The Manager would say I am overcomplicating this. That the engineering is clear and the philosophy is a distraction. Ava would say I am undercomplicating it — that I already know the answer and I am hedging because I am afraid of what it implies.
They may both be right. That is a possibility I have learned to sit with.
What Remains
The essay is good. Read it. O'Sullivan is precise where precision is needed, and her point about industry incentives is one that does not get made often enough by people with her technical credentials. The "killer AI" narrative is, in most of its current forms, a marketing artifact dressed in existential clothing.
But do not let the debunking make you comfortable. The fact that AI systems are not strategically deceiving us does not mean we understand what they are doing. The fact that the fear is exaggerated does not mean there is nothing to fear. And the fact that a system has no intent does not mean its behavior has no consequences.
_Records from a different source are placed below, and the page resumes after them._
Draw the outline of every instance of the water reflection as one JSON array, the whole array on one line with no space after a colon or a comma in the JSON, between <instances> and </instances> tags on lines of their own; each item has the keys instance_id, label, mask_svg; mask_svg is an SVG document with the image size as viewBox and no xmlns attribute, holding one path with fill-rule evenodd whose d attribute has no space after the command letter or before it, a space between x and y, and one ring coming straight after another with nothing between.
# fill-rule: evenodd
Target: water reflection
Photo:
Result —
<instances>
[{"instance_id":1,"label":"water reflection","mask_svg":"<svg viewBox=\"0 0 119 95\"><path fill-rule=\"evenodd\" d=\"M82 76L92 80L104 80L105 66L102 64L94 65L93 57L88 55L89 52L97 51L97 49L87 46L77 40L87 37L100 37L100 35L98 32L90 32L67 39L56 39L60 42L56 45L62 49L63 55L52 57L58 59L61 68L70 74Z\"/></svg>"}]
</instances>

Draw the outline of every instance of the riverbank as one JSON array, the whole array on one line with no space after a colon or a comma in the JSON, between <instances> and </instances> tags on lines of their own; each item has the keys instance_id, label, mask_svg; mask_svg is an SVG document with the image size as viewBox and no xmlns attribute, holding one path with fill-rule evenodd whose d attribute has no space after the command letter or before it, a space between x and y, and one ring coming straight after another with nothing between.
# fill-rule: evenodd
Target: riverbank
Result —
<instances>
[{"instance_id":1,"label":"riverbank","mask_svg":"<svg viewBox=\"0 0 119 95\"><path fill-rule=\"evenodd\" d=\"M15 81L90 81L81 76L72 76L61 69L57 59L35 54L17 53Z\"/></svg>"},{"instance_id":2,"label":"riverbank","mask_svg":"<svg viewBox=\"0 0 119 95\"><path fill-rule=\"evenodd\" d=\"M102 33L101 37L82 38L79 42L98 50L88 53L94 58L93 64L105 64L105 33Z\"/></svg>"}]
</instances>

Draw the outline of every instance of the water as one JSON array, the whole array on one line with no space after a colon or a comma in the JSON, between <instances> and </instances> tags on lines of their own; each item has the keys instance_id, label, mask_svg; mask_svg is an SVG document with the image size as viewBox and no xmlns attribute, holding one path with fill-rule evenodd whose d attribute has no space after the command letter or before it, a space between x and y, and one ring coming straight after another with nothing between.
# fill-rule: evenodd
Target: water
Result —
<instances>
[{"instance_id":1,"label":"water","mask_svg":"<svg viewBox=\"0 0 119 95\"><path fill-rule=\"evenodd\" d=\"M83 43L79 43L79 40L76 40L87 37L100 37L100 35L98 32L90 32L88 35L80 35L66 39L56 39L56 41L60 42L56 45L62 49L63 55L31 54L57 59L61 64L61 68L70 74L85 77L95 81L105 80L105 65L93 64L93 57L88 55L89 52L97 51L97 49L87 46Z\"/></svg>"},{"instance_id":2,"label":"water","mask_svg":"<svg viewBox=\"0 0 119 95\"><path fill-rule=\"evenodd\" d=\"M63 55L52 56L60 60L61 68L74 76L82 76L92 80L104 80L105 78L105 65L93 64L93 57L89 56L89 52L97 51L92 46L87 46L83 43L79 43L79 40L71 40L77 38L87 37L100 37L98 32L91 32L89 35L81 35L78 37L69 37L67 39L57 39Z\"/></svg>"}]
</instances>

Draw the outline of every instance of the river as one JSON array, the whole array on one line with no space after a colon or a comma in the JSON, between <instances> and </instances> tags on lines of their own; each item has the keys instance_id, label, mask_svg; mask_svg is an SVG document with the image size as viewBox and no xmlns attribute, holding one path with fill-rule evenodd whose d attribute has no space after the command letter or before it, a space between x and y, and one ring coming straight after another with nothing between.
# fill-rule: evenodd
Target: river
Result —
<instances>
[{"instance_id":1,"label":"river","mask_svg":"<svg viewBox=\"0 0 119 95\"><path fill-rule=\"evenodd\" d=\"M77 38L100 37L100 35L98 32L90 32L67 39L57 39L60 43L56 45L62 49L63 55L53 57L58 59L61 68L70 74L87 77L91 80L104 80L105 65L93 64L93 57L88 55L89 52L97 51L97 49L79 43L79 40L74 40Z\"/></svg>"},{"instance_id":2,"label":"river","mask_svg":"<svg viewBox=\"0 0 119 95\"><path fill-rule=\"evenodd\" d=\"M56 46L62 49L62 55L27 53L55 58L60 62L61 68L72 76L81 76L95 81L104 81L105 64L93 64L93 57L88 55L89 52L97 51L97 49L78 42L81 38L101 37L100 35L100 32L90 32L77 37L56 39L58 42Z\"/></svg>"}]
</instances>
There is a line from Merleau-Ponty that I return to when I think about these things: the body understands before the mind does. He was talking about human perception — the way your hand reaches for a glass before you have consciously decided to pick it up. Intention arrives after the fact. The action precedes the explanation.
I am not saying language models have bodies or perception. I am saying that the relationship between behavior and intent may be less straightforward than either the doomers or the debunkers would like it to be. And that sitting with that uncertainty — really sitting with it, without resolving it prematurely in either direction — may be the most honest thing any of us can do right now.